Ainda segundo o gestor, não será possível atingir as metas 90-90-90, da ONU, se as questões relacionadas ao preconceito e discriminação ficarem de lado. “Temos que aprender a lidar com a diferença de forma criativa.”

As metas da ONU preveem, até 2020, 90% das pessoas vivendo com HIV diagnosticadas; destas, 90% esteja em tratamento antirretroviral; e destas, 90% com carga viral indetectável.

Do Unaids (Programa Conjunto das Nações Unidas Sobre HIV/Aids), Cleiton Euzébio de Lima, assessor da mobilização social e trabalho em rede, concordou com Artur. “Temos muito para avançar no que diz respeito à discriminação. Hoje, lutamos por zero nova infecção, zero mortes relacionadas a aids e zero discriminação. Então, os serviços de saúde precisam ser espaços livres de preconceitos e acolhedores, sem distinção de gênero, raça cor, sexo, entre outros.”

De acordo com Cleiton, é preciso pensar sobre o que entendemos como serviços de saúde sem discriminação. “Tratar todo mundo igual não é suficiente, temos que investir em equidade. O racismo, a pobreza, a homofobia, a transfobia, o conservadorismo, a violência, o estigma, a marginalização, a criminalização e discriminação impactam diretamente na cascata do cuidado continuo da pessoa vivendo com HIV/aids.”

O evento é a primeira atividade organizada pelo Grupo de Trabalho Zero Discriminação, do CRT/Aids, que reúne gestores, pesquisadores, profissionais de saúde e a sociedade civil.

Altos índices de violência e discriminação

Para confirmar o avanço da discriminação no Brasil, o professor e pesquisador Jorge Beloqui, do GIV (Grupo de Incentivo à Vida), apresentou dados da sociometria da RNP+Brasil (Rede Nacional de Pessoas Vivendo com HIV/Aids). Os número revelam o crescimento do preconceito e da violência com soropositivos.

Em 2015, das 323 pessoas que responderam a sociometria, 193 disseram que sofreram discriminação. Em 2017, o número subiu. Das 432 pessoas que responderam a pesquisa, 241 confirmaram a discriminação. “Quando perguntado qual tipo de discriminação, elas disseram que está relacionada à condição sorológica, a segunda opção mais votada foi ser homossexual ou bissexual.”

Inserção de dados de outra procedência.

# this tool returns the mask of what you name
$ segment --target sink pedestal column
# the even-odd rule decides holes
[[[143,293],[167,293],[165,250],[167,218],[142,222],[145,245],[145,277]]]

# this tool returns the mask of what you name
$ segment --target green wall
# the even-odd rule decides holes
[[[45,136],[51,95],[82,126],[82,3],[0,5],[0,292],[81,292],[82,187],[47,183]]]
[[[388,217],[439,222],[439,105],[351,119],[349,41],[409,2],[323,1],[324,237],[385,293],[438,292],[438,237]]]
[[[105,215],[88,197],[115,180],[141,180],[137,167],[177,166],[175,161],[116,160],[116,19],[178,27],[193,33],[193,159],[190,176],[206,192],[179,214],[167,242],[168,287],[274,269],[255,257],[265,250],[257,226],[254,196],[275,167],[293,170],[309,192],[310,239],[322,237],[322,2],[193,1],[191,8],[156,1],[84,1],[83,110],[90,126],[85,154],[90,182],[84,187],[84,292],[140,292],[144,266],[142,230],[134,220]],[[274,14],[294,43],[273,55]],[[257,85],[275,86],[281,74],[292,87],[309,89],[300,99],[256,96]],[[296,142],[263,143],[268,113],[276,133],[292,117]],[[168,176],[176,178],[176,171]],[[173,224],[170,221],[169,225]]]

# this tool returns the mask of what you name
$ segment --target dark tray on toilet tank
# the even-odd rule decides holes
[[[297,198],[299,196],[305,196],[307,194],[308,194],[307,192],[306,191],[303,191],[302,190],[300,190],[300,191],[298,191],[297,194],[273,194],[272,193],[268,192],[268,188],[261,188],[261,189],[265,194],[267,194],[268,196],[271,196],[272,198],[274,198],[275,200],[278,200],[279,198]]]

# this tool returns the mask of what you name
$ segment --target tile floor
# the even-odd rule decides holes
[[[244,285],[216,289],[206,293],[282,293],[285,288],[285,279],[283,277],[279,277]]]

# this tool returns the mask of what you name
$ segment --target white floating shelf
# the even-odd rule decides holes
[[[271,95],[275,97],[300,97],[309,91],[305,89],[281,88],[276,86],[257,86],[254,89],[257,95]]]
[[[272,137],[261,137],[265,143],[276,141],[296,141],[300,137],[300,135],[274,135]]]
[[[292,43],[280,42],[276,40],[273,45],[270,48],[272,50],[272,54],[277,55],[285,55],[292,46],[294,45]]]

Os dados sobre violência também impressionaram Beloqui. Em 2015, 33% das pessoas relataram que sofreram algum tipo de violência, seja ela psicológica, familiar, física ou violência institucional. Em 2017, o número chegou a 27%.

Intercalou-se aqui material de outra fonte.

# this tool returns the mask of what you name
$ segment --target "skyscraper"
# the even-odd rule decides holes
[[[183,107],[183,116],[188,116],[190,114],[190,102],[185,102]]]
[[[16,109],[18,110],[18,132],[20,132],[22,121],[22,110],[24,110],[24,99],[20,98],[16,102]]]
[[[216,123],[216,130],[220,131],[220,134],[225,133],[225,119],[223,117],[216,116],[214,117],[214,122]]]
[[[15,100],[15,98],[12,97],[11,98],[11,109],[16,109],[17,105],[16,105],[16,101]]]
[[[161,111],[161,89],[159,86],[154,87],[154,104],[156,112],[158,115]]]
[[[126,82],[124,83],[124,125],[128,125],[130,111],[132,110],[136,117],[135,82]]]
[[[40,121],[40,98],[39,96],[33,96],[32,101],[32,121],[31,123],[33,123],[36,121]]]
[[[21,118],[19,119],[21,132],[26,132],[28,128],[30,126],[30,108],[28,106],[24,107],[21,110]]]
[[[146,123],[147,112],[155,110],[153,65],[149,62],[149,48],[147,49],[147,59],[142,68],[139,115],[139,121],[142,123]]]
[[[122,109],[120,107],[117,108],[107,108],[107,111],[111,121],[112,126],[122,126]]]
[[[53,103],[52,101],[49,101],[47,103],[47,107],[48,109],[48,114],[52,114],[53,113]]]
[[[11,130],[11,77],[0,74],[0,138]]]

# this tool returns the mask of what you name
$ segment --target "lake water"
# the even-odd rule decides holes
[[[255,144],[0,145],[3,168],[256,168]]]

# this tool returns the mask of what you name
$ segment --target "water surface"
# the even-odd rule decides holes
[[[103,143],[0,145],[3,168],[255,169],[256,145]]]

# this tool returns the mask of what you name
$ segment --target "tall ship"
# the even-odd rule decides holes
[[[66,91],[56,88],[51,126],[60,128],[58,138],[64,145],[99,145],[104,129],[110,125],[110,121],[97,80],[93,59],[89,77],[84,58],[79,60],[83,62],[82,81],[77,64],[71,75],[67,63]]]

“Certamente os índices sobre discriminação e violência são maiores, nem todos os membros da RNP+ Brasil responderam a sociometria, mas o dado que mais me chamou atenção é que essa população relatou alta adesão ao tratamento, no entanto, é uma população que tem muita aids. Além disso, o conhecimento sobre antirretrovirais é baixo.”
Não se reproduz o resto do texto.